Surgical site infections remain a tremendous issue in the 21st century. There are several successful preventive measures described in the literature; however, an institution-wide adoption of several of these interventions is often few and far between. Complacency in this matter is almost tantamount to negligence. In the spirit of primum non nocera, we should ever strive to aggressively lower infection rates as much as we can. Additionally, with the rapidly changing climate of our healthcare industry, where the way we practice and the quality of our care is increasingly scrutinized, infection prevention should be an utmost priority.

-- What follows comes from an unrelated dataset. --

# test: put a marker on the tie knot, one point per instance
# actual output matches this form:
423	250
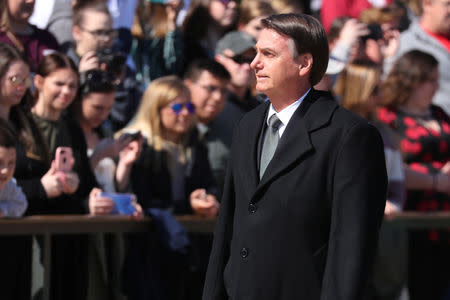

Although, it is doubtful one single preventive measure will ever be the be-all and end-all for our problems, there is hope that bundles of multiple measures can dramatically reduce the rate of SSIs – a testament to Aristotle's "the whole is greater than the sum of its parts" [112]-[114]. Alexander et al. suggests that adherence to current guidelines and available interventions can reduce infection rates to less than 0.5% in clean wounds, less than 1% in clean contaminated wounds, and less than 2% in highly contaminated wounds [115]. With a similar mindset, the Mayo Clinic in Florida instituted multiple interventions as an SSI Bundle. Thompson et al. [116] details their institution's experience and results in their paper aptly titled, "Chasing Zero". During the study period between May 2008 and June 2010, they achieved a 57% decrease in SSI rate with an estimated savings of nearly $1 million (Class I SSI, clean wounds, rate from 1.78% to 0.51% and Class II SSI, clean-contaminated, rate from 2.82% to 1.44%) [116].

Conclusion

Health-care associated infections continue to cause significant patient morbidity and mortality and account for a great deal of healthcare costs. Nevertheless, we are optimistic that together we are ever moving towards improving patient care. Though many successful preventive measures exist, more can always be done in terms of research and practicing evidence-based care. We believe that pushing for an organized institution-wide adoption of multiple interventions may be the key to reducing infection rates. No doubt each institution differs in capacity and resources, so a discussion is necessary at each institution on what is feasible. We hope this review and the work of many others before us can help inspire additional dialogue regarding this matter.